Ms. Palin seemed to relax with Mr. Gibson later when she discussed a more familiar topic in a second interview, shown on “Nightline”: her support for oil exploration in the Arctic National Wildlife Refuge in her home state. Mr. McCain has opposed it.
But Ms. Palin seemed to move closer to her running mate’s position that global warming is caused by people, saying, “Man’s activities certainly can be contributing.” (She told Mr. Gibson she had never ruled that possibility out, but the conservative journal NewsMax recently quoted her as saying, “I’m not one, though, who would attribute it to being man-made.)
Mr. Gibson expressed exasperation with Ms. Palin toward the end of the first interview segment, shown on “World News” complaining that she had buried him in “a blizzard of words” as he sought a direct response to his question of whether the United States had the right to attack terrorists in remote areas of Pakistan without the Pakistani government’s approval.
This year, Mr. McCain criticized his opponent, Senator Barack Obama, for saying he would consider such strikes, calling it naïve and asking, “Will we risk the confused leadership of an inexperienced candidate who once suggested bombing our ally, Pakistan?”
Ms.
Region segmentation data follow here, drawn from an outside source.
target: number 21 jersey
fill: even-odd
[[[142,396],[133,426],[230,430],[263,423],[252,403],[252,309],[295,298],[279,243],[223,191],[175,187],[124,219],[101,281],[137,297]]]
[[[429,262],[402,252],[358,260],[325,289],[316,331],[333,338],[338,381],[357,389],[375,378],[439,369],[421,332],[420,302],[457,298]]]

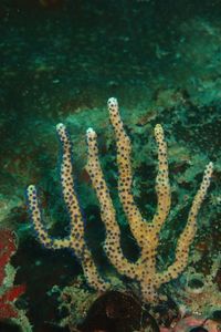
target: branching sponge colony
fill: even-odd
[[[177,278],[188,264],[189,249],[197,230],[197,215],[210,185],[213,165],[209,163],[206,167],[201,186],[190,208],[187,225],[178,239],[173,262],[166,270],[158,271],[156,269],[156,258],[157,247],[159,245],[159,232],[169,214],[171,201],[167,145],[164,137],[164,129],[159,124],[155,127],[155,138],[158,146],[158,175],[156,179],[158,205],[152,221],[147,221],[141,216],[133,197],[131,144],[119,116],[117,100],[113,97],[109,98],[107,105],[116,136],[118,195],[131,234],[140,247],[140,256],[136,262],[130,262],[122,251],[120,230],[101,167],[96,133],[92,128],[88,128],[86,133],[88,146],[86,169],[96,191],[101,206],[101,217],[106,228],[104,249],[109,261],[120,274],[127,276],[139,283],[143,300],[155,301],[157,298],[156,291],[159,287]],[[62,145],[61,184],[64,201],[70,214],[70,235],[63,239],[50,237],[42,224],[36,188],[31,185],[28,187],[28,201],[34,229],[39,240],[46,248],[71,248],[81,261],[88,284],[94,289],[104,291],[107,290],[110,284],[99,276],[92,253],[85,242],[83,217],[74,189],[71,142],[63,124],[59,124],[56,131]]]

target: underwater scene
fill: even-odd
[[[221,1],[0,19],[0,332],[221,332]]]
Palin answered Mr. Gibson by saying, “We’re going to work with these countries.”
Becoming impatient during a prolonged exchange, Mr. Gibson finally asked, “Is that a yes?” to which Ms. Palin responded, “I believe that America has to exercise all options in order to stop the terrorists who are hell bent on destroying America and our allies.”
Ms. Palin was particularly forceful in discussing Russia, saying its incursion into Georgia earlier this summer was “unprovoked,” a description that some foreign policy analysts have argued with. But, pronouncing the name of the Georgian president, Mikheil Saakashvili, with perfect pitch, she avoided a question that has bedeviled experts on Eastern European affairs: what the United States can or should do to “restore Georgian sovereignty” over its separatist regions.
“We’ve got to keep an eye on Russia,” she said, then repeated the phrase.
She expressed full support for the induction of Georgia and Ukraine into the NATO alliance, which has prompted strong Russian protest. The position is shared by Mr. McCain, Mr. Obama and Mr. Obama’s running mate, Senator Joseph R. Biden Jr.
Ms. Palin acknowledged that such membership could require the United States to join militarily in defense of Georgia if Russia — her state’s “next-door” neighbor — was to move against it again.
Ms. Palin said that before a trip to the Middle East and Germany in 2007, her only foreign travel had been to Mexico and Canada, And, she acknowledged, she had not met any foreign leaders, though she said — in an apparent veiled reference to Mr. Biden — “We’ve got to remember what the desire is in this nation at this time. It is for no more politics as usual and somebody’s big fat résumé that maybe shows decades and decades in that Washington establishment, where, yes, they’ve had opportunities to meet heads of state.”